Casinos in Las Vegas could be set for serious disruption just a week before Formula One comes to town, as workers come closer to calling strike action over a dispute.
The Culinary Workers Union has set a deadline for MGM Resorts, Caesars Entertainment and Wynn Resorts of November 10th to reach a settlement with workers in a long-term renegotiation dispute over pay and conditions.
The union has warned that, if a settlement is not reached by 5 am PT on that date, a strike will impact 18 Las Vegas strip properties just a week ahead of the inaugural F1 Las Vegas Grand Prix.
Warning of the “largest hospitality worker strike in US history”, the CWU stated it is gathering supplies to maintain a 24/7 strike line at every casino impacted by the strikes.
The union stated: “Culinary Union been preparing for months for a strike and has been amassing everything needed to maintain a 24/7 strike line at every casino: Tablets for strike sign-in, picket signs, portable bathrooms, tables, chairs, bullhorns, lumber for picket sign sticks, generators, sunscreen, banners, canopies, water, coffee, hotspots, and more items are arriving every day.
“Culinary Union has also mailed out Striker ID Cards to all potential strikers and is educating workers on how to look up their bank routing and account number in order to sign up for strike pay.”
Negotiations have been taking place for over seven months for new contracts for casino workers in Las Vegas, with union representatives seeking fairer pay after several years of tough work in the light of the pandemic.
The union is seeking the largest wage increase in union history, a reduction in workload and housekeeping room quotas, the implementation of “best on-the-job safety protections” and the extension of recall rights.

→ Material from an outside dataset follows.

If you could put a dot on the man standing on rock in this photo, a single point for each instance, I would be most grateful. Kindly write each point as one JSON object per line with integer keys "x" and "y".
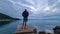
{"x": 25, "y": 15}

As tensions have escalated in this dispute, workers have been picketing to pile pressure on the casinos to make concessions in the negotiations. In September, the 60,000 union members authorized strike action in an overwhelming majority vote.
In a vote of the 60,000 members, 53,000 of which are in Las Vegas, over 95% of members voted in favor of the action.
A union statement added: “ Ahead of upcoming conventions and the holiday season, the Culinary Union is asking Nevada locals, elected officials, political candidates, and tourists to support hospitality workers by not patronizing hotels and casinos if and where there is a labor dispute. In the event of a strike, support workers and do not cross pickets or strike lines.”